Creo que podría haber consumado un estremecimiento de éxtasis oneirótico si hubiese podido abrazarla unos segundos más; pero consiguió soltarse y ponerse en pie. Se alejó hacia la baranda del balcón, carraspeando y mirándome con ojos entrecerrados, y en algún lugar del cielo se elevó una larga vibración parecida a un arpa: la nota final. No tenía nada más que perder. Lo revelé todo, grité que Mukhin no la amaba ni podía amarla, en un torrente de vulgaridad le describí la certeza de nuestra felicidad si se casaba conmigo y, finalmente, sintiendo que estaba a punto de echarme a llorar, arrojé su libro, que de algún modo tenía en mis manos, y me volví para marcharme, dejando a Vanya para siempre en su balcón, con el viento, con el calinoso cielo primaveral y con el misterioso sonido de contrabajo de un avión invisible.

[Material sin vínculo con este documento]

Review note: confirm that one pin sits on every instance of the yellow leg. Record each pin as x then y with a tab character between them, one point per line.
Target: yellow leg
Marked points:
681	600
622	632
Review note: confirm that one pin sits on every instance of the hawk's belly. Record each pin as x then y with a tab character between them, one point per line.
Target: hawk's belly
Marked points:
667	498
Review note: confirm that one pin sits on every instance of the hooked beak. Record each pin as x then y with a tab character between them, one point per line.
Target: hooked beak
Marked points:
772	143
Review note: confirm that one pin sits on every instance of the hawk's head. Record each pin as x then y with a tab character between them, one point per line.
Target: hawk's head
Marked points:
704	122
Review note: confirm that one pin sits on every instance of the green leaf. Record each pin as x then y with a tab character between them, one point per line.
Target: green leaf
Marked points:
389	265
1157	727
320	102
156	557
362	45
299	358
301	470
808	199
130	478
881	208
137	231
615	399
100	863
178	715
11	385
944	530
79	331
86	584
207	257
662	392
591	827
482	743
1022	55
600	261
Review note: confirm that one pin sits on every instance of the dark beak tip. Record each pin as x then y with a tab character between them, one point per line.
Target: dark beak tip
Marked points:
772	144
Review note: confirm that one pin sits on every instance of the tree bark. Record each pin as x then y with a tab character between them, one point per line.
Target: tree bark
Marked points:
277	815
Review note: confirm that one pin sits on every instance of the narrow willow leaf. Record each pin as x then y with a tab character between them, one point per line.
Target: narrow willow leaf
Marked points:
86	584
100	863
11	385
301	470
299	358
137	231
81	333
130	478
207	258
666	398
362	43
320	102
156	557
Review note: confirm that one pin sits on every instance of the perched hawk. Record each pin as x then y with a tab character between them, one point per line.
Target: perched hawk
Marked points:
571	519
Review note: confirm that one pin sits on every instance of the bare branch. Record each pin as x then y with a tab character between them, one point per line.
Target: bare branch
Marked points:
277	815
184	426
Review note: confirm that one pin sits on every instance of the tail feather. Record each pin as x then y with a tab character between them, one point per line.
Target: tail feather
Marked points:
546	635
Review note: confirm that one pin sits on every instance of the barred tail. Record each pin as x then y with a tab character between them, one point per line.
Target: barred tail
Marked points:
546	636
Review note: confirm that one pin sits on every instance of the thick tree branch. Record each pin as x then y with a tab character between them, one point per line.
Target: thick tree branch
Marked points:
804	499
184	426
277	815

En el salón, no muy lejos de la puerta, Mukhin estaba sentado, fumando. Me siguió con la mirada y dijo con calma:
—Nunca creí que fuera tan canalla.
Lo saludé con una ligera inclinación de cabeza y salí.
Descendí a mi habitación, cogí el sombrero y me precipité a la calle. Al entrar en la primera floristería que vi, empecé a taconear y a silbar, pues no había nadie a la vista. El delicioso aroma fresco de las flores a mi alrededor estimulaba mi voluptuosa impaciencia. La calle se prolongaba en el espejo lateral contiguo al escaparate, pero no era más que una prolongación ilusoria: un coche que había pasado de izquierda a derecha desapareció repentinamente, si bien la calle lo esperaba imperturbable; otro coche, que se había estado acercando en sentido contrario, desapareció también: uno de los dos había sido sólo un reflejo. Finalmente apareció la dependienta. Elegí un gran ramo de lirios de los valles. Frías gemas goteaban de sus resistentes campanillas, y el dedo anular de la dependienta estaba vendado: debía de haberse pinchado. Se dirigió al mostrador y durante largo tiempo estuvo atareada haciendo crujir una gran cantidad de papel desagradable. Los tallos fuertemente atados formaban una gruesa y rígida salchicha; nunca había imaginado que los lirios de los valles pudiesen ser tan pesados. Al empujar la puerta, observé el reflejo en el espejo lateral: un joven con un sombrero hongo y con un ramo en las manos se acercó apresuradamente hacia mí. Aquel reflejo y yo nos fundimos en uno. Salí a la calle.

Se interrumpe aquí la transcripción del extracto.